The state department of corrections announced last week that it had finally found a home for Singleton. His new address: Richmond (pop. 78,000), a blue collar Contra Costa suburb of San Francisco. State officials were unclear about whether Singleton would stay permanently in the area, but his neighbors certainly acted as if he was there for good. Some 200 protesters rallied at Richmond's city hall, chanting "He must go!" and listening to local politicians denounce Singleton. Said Mayor George Livingston: "My suggestion would be to put him on the barge where that garbage is and let him float away from here," referring to the hapless Long Island vessel that has been searching for a dump site up and down the Atlantic and Gulf coasts.
But for now it appears as if Richmond is going to have to live with Singleton, and vice versa. The California Supreme Court last week turned down the county's appeal to override the corrections department and place Singleton elsewhere.
Authorities sympathize with the public's anger, yet contend that they have little choice. According to state policy, parolees are frequently housed in the county where they lived before they were convicted, and in Singleton's case that is Contra Costa. "When we make a decision to place someone, we make it on the department's experience and on legal grounds, not on emotion," explains Department Spokesman Robert Gore. Says Jerome Skolnick, a professor at the law school of the University of California, Berkeley: "If ((communities)) could reject notorious felons, no one would want them and where would they go?"
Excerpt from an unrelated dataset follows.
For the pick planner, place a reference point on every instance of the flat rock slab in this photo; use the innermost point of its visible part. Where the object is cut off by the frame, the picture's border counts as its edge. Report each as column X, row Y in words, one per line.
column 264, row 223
Only a handful of California's more than 58,000 parolees between 1984 and 1986 were controversial enough to be placed in counties other than their own. Gore said Singleton would be moved "if the need arises," a condition to be determined by Singleton's parole agents, who guard him around the clock. Meanwhile, local officials are trying a last-ditch legal maneuver to send him packing. Says County Supervisor Tom Powers: "My wife and I were out walking the other night, and she points to some guy and says, 'Doesn't that person look like Singleton?' " A retired merchant seaman, Singleton could not be blamed if he felt he was on a never ending voyage.